The Trump administration's deregulatory agenda has altered EPA’s enforcement capacity to an uncertain extent, potentially representing a shift in the federal role in environmental and public health protection. In response, state authorities are aggressively stepping in to fill a perceived enforcement void, taking decisive action to protect public health and safety. Many states, including California, are implementing innovative and robust strategies to help ensure compliance, assuming part of the enforcement role performed by the federal government up to now. State environmental agencies are adopting cost-effective enforcement methods, such as prioritizing citizen complaints, issuing warning letters instead of formal enforcement actions, and providing guidance to improve compliance.

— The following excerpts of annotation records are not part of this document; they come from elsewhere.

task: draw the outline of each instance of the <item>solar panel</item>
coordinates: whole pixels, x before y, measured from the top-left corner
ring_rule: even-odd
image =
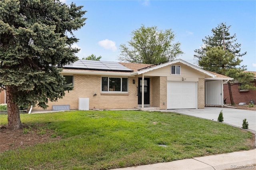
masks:
[[[79,59],[73,63],[65,65],[64,68],[90,70],[115,71],[133,71],[117,62]]]

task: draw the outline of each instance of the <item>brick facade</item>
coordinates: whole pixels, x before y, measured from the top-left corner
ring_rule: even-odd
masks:
[[[52,110],[53,105],[70,105],[70,109],[78,109],[78,98],[89,99],[89,109],[133,109],[138,107],[136,84],[128,78],[128,91],[126,93],[101,92],[101,76],[99,75],[74,75],[74,88],[66,93],[63,99],[57,102],[50,102],[48,110]],[[94,96],[94,93],[97,95]],[[33,110],[42,108],[36,107]]]
[[[197,106],[198,109],[204,108],[204,79],[199,78],[197,84]]]
[[[152,84],[151,84],[152,83]],[[150,79],[150,105],[166,109],[167,79],[166,77],[154,77]]]
[[[231,90],[234,101],[236,104],[240,103],[248,103],[248,101],[251,100],[254,100],[256,102],[256,90],[249,90],[247,91],[240,91],[239,89],[239,84],[231,84]],[[256,86],[256,81],[254,82],[254,85]],[[229,96],[229,91],[227,84],[223,85],[223,94],[224,99],[227,98],[226,102],[226,104],[231,104]]]

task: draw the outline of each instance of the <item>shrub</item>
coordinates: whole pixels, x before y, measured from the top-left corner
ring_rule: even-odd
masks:
[[[0,110],[7,110],[7,104],[1,104],[0,105]]]
[[[248,129],[248,126],[249,124],[248,124],[248,122],[246,121],[246,119],[245,119],[243,120],[243,125],[242,128],[245,129]]]
[[[250,103],[250,105],[249,105],[249,106],[248,106],[248,107],[254,107],[254,105],[253,103]]]
[[[223,119],[223,114],[222,114],[222,110],[220,112],[219,117],[218,117],[218,121],[222,122],[224,121]]]

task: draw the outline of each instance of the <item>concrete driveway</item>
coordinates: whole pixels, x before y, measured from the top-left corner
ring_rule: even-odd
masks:
[[[217,121],[219,114],[222,110],[223,114],[224,123],[242,127],[243,120],[246,119],[249,124],[248,128],[256,131],[256,112],[254,111],[217,107],[205,107],[204,109],[172,109],[166,111]]]

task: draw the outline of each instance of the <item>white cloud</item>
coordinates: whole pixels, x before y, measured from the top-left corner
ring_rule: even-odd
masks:
[[[105,49],[111,49],[113,51],[115,51],[117,49],[116,47],[116,42],[108,39],[99,42],[98,44]]]

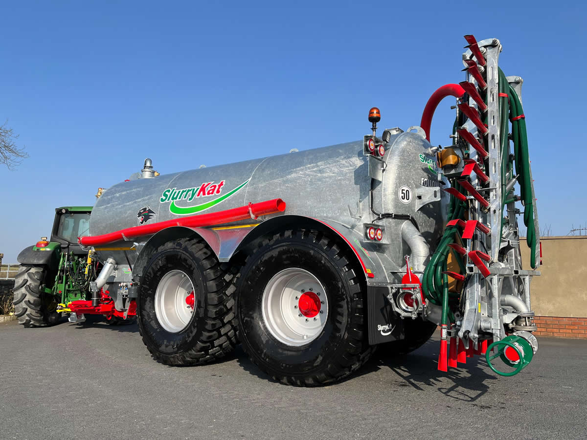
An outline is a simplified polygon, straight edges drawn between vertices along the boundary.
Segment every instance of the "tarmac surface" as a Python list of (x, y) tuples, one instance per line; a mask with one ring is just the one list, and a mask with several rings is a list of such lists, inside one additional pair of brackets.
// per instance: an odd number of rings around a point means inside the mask
[(587, 438), (587, 340), (541, 338), (511, 378), (479, 356), (437, 371), (437, 340), (304, 388), (268, 380), (240, 347), (158, 364), (134, 324), (0, 323), (0, 438)]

At the state level, environmental self-audits have become an essential component of due diligence in mergers, acquisitions, or other corporate transactions. These audits serve two main purposes: They help identify potential environmental liabilities associated with target companies, and they demonstrate proactive compliance, which can mitigate enforcement risk under self-disclosure and audit policies. In today's deregulatory environment, self-audits offer critical legal and business protections. Pre-acquisition audits identify legacy violations, cleanup responsibilities, and compliance gaps that could become costly after closing, while post-acquisition audits uncover undisclosed violations, allowing for timely voluntary disclosures under EPA and state policies. Post-acquisition audits, conducted promptly after closing, can identify previously undisclosed violations and enable timely voluntary disclosures under EPA's Audit Policy or analogous state programs providing substantial penalty mitigation—or even complete penalty elimination—for companies that self-disclose and correct violations discovered through qualified audits, particularly when performed in good faith and not under imminent enforcement threats.

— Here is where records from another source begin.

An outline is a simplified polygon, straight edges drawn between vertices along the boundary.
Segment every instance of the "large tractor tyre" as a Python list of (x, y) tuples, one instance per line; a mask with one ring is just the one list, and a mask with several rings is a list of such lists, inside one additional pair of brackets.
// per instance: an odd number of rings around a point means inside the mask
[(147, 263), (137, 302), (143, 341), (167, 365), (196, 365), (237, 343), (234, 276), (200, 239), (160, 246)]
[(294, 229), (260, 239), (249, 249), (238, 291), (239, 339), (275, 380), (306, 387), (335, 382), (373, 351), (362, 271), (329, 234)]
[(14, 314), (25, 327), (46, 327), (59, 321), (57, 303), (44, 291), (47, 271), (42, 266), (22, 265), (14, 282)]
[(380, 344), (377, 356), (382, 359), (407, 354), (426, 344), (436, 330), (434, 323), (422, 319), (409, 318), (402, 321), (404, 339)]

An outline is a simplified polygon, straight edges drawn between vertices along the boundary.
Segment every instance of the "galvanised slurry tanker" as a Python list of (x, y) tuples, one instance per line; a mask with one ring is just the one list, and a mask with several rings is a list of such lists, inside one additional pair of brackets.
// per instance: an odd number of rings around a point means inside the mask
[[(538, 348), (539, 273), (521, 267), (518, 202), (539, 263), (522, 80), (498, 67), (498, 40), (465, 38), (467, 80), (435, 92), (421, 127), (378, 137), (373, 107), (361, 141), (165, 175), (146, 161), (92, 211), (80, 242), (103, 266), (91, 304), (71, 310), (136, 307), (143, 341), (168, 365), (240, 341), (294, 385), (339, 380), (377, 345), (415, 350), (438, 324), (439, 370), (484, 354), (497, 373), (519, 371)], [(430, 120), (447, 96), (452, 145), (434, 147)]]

Historically, along with EPA, state agencies have provided substantial penalty mitigation—or complete elimination of penalties—for companies that voluntarily disclose, correct, and take steps to help prevent a recurrence of violations identified through good-faith audits. For businesses in highly regulated sectors, such as chemical manufacturing, formulation, and distribution, self-audits demonstrate diligence, reduce transactional and operational risk, establish "good actor" status in enforcement actions or private litigation, and build credibility with regulators, investors, and the public. Whether employed for transactional due diligence or ongoing compliance, self-auditing remains one of the most effective tools for managing environmental risk amid regulatory uncertainty.
The Trump administration's deregulatory agenda has introduced unprecedented uncertainty in federal environmental oversight. In response, state regulatory agencies are stepping in to fill the enforcement void, ensuring continued protection of public health and the environment under state law. Businesses should act proactively by conducting self-audits, strengthening compliance programs, and considering voluntary disclosures at both the federal and state levels. Taking these measures now safeguards operations and transactions, preserves public trust, and positions companies to navigate rapidly shifting enforcement priorities.

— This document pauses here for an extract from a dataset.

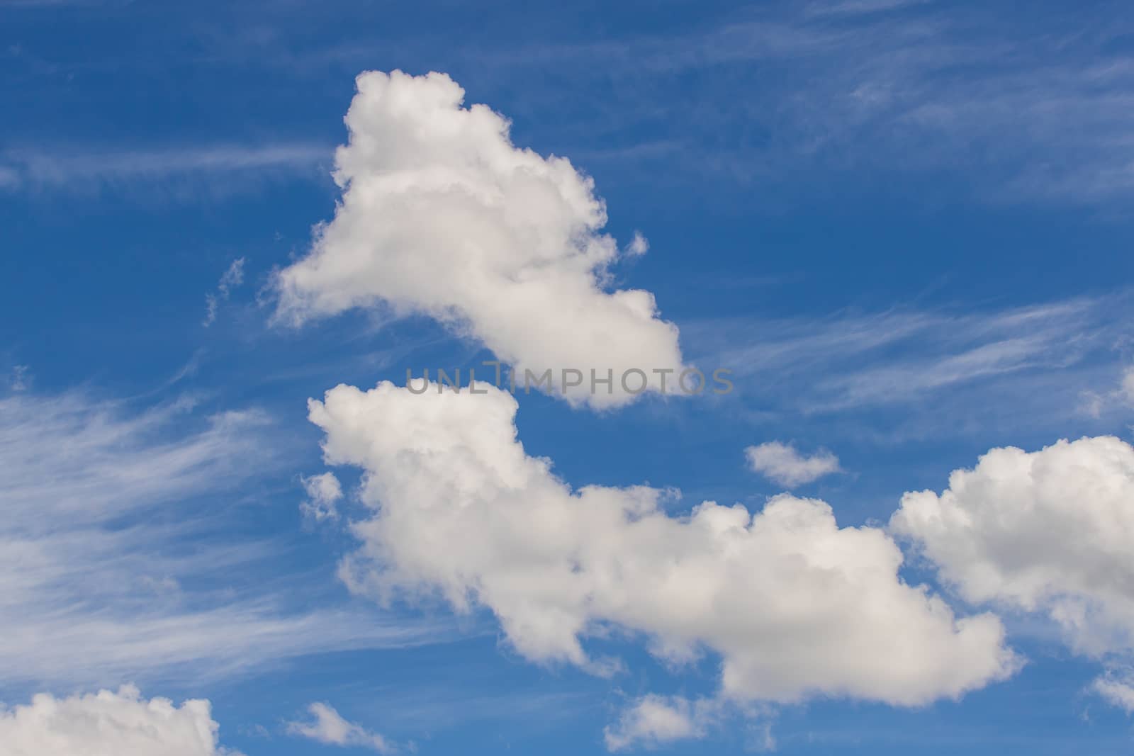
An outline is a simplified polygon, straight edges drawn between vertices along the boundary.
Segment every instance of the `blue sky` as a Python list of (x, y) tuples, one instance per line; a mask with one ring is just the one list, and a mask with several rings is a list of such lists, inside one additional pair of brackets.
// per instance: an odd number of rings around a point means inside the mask
[[(675, 520), (706, 500), (755, 513), (788, 489), (821, 499), (840, 527), (902, 544), (906, 584), (957, 617), (995, 613), (1026, 657), (957, 699), (755, 696), (720, 704), (689, 737), (629, 750), (1129, 753), (1134, 689), (1124, 711), (1094, 687), (1134, 679), (1128, 557), (1100, 568), (1119, 576), (1114, 595), (1084, 598), (1084, 622), (1119, 617), (1100, 632), (1125, 639), (1097, 644), (1094, 628), (1084, 639), (1044, 609), (1078, 595), (1067, 586), (1052, 580), (1032, 606), (1002, 586), (981, 597), (945, 541), (887, 525), (904, 493), (941, 493), (990, 449), (1131, 440), (1124, 9), (0, 2), (0, 636), (16, 639), (0, 651), (0, 700), (126, 683), (208, 699), (220, 742), (247, 756), (374, 753), (374, 733), (423, 756), (607, 753), (604, 729), (643, 697), (718, 706), (711, 643), (674, 664), (651, 653), (652, 626), (606, 617), (584, 646), (620, 669), (595, 674), (525, 654), (491, 600), (462, 613), (415, 588), (383, 603), (341, 578), (365, 542), (349, 524), (386, 503), (359, 484), (386, 462), (324, 461), (335, 430), (308, 422), (308, 398), (506, 348), (523, 358), (562, 320), (535, 313), (500, 335), (458, 291), (442, 303), (463, 312), (454, 325), (422, 304), (428, 275), (405, 301), (375, 279), (365, 301), (280, 315), (281, 272), (312, 260), (330, 238), (316, 224), (342, 202), (331, 172), (355, 77), (440, 71), (465, 105), (509, 119), (516, 147), (593, 179), (607, 213), (595, 233), (649, 239), (644, 255), (611, 257), (595, 296), (652, 292), (685, 364), (726, 367), (735, 384), (598, 409), (518, 396), (526, 455), (575, 489), (677, 489), (659, 504)], [(447, 205), (407, 206), (457, 223)], [(770, 442), (829, 451), (838, 469), (785, 484), (746, 457)], [(327, 472), (344, 492), (338, 517), (305, 517), (304, 482)], [(1094, 511), (1084, 502), (1117, 496), (1099, 521), (1132, 523), (1134, 473), (1112, 485), (1084, 475), (1036, 500)], [(1047, 570), (1044, 543), (1019, 559)], [(289, 727), (319, 702), (371, 739)]]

The message for businesses is clear: Do not wait for state enforcement to escalate or for federal oversight to resume. Proactive steps reduce the risk of penalties, reinforce public confidence, help ensure compliance, and help avoid enforcement-related business interruptions in a complex and evolving regulatory environment. Companies seeking guidance on next steps or tailored compliance strategies can rely on experienced professionals with deep expertise across multiple administrations and regulatory landscapes to chart an effective path forward.
1 Under FIFRA, EPA regulates the development, import, production, marketing, sale, distribution, use, export, and disposal of pesticides, and the Agency also regulates pest control devices. TSCA authorizes EPA to regulate the import, manufacture, processing, use, distribution, export, and disposal of "chemical substances," as defined, whether alone, in mixtures, or as part of "articles," and in any quantity. Both laws are enforced by EPA's Office of Enforcement and Compliance Assurance, enforcement staff in EPA's ten regional offices, and the US Department of Justice to prevent unreasonable adverse effects on the environment (FIFRA) and unreasonable risk of injury to human health and the environment (TSCA).